As of the middle of 2013, ~ $23 billion in federal subsidies has gone to wind energy, according to former U.S. Senator Phil Gramm. Here are some interesting facts about wind power (source: Dr. Lehr, geological engineer at Heartland Institute):
 The most effective wind turbines can generate roughly 5 kilowatts per acre—300 square miles (192,000 acres) would be needed to generate 1,000 megawatts of electricity—a conventional coal or nuclear power plant can generate the same amount of energy on a few hundred acres. One thousand megawatts fulfills the average annual power demand of a U.S. city with a population of 700,000 (source: EPA). Remember, the five kilowatt per acre figure is close to a “perfect” output for turbines (something rarely found). Thus, 300 square miles of turbines operating in a perfect environment with optimal output 24/7 would be needed to fulfill the electrical demands of 700,000 people.

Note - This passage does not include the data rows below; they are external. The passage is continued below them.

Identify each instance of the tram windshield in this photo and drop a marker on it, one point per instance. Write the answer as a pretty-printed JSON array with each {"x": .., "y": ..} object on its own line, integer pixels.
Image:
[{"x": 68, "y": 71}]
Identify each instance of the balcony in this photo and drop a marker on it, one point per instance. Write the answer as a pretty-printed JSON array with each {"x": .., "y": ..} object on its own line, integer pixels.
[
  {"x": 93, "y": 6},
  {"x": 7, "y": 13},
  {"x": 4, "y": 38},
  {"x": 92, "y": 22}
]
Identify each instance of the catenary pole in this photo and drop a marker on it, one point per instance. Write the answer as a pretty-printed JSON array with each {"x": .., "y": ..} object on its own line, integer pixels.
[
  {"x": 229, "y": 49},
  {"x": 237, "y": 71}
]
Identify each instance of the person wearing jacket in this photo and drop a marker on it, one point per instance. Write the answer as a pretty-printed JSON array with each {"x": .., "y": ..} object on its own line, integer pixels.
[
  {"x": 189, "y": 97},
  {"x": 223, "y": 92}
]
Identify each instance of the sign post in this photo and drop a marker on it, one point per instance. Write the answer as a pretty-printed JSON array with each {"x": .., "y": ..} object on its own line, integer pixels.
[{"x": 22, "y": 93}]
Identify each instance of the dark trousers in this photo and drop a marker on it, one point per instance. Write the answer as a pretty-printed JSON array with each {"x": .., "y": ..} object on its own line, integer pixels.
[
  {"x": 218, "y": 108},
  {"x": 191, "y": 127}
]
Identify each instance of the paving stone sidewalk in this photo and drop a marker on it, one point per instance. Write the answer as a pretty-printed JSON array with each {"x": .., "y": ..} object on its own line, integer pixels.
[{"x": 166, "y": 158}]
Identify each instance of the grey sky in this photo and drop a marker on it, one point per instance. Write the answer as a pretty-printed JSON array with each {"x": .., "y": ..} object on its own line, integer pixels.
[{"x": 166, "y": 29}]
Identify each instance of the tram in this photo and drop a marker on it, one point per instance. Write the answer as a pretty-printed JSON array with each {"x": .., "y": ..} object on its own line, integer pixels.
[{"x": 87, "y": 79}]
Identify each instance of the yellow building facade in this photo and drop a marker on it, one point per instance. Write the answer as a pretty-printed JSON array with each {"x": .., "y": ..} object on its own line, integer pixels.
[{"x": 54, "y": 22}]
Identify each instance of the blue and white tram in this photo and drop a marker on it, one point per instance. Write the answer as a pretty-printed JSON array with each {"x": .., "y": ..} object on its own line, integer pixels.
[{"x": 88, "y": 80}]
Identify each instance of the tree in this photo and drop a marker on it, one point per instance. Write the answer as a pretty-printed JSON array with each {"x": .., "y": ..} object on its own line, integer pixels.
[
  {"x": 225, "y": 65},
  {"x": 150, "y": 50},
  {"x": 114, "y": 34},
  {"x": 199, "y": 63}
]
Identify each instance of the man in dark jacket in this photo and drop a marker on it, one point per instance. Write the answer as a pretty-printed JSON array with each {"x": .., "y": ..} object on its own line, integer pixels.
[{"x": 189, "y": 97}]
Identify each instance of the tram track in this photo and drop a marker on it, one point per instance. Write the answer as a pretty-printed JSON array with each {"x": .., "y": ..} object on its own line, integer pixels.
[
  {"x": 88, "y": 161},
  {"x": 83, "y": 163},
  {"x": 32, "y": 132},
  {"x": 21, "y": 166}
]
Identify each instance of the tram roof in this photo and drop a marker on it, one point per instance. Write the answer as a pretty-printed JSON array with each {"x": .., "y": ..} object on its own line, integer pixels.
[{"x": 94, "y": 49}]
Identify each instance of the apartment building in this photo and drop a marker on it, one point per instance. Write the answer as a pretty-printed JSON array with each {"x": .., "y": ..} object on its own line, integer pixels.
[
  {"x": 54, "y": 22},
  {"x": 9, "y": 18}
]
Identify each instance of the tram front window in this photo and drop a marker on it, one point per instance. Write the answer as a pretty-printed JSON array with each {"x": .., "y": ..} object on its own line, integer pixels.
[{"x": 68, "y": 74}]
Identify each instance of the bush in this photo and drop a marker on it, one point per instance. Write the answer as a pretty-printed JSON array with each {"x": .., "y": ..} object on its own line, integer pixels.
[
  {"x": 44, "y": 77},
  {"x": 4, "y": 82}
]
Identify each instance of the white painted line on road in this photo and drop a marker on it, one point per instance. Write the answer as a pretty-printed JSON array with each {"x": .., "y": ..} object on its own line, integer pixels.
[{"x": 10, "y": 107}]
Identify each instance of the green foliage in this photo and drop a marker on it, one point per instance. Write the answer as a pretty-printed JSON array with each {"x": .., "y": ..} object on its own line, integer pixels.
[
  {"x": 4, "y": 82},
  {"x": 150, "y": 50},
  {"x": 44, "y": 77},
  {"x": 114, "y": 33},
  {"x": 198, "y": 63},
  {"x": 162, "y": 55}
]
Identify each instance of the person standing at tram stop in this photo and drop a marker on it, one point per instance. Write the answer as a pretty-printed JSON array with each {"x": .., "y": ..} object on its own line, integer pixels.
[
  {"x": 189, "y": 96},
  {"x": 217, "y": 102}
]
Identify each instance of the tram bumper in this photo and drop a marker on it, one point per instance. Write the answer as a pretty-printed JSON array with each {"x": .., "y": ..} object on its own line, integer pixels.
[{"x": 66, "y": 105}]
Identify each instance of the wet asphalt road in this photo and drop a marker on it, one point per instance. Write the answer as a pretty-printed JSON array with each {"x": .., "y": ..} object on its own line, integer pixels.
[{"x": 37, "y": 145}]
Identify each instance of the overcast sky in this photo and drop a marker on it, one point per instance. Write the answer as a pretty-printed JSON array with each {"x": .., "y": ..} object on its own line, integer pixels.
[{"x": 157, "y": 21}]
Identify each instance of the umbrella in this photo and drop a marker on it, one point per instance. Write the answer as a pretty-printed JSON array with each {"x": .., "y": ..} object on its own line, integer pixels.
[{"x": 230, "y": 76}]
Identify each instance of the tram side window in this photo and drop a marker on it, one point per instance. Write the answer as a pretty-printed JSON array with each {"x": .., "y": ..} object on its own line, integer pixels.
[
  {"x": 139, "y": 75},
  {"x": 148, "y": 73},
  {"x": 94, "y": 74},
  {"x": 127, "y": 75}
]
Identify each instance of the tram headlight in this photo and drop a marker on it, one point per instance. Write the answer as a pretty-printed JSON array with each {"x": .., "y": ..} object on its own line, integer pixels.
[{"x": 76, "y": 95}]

 According to the American Wind Energy Association, there are ~ 45,000 wind turbines in the U.S.
 A wind turbine generates electricity ~ 30% of the time; while the blades are spinning this 30% of the time, conventional power plants are also working on low, waiting to operate during the other 70% of the time.
 The amount of electricity wind can generate per acre of land is unrelated to the size of the turbines. Doubling a turbine’s blade length will double the turbine’s power output but the larger size means fewer per acre.
 Power generated by a wind turbine varies with the cube of the wind speed. When wind speed doubles—from 10 to 20 miles per hour—energy output increases eightfold (2 x 2 x 2). Huge variations in wind speed mean standby generators at a power plant must always be on standby to produce more or less energy.
 A one-millimeter buildup of bugs on the blades reduces power output by as much as 25%.
 Thousands of turbine breakdowns and accidents have been reported in recent years around the world.
 Low-frequency noise from large turbines is driving some people away from their homes. Low-frequency noise regulations are already in place in Denmark.
 Audubon Society estimates bird deaths from wind turbines exceed 1,000,000 per year.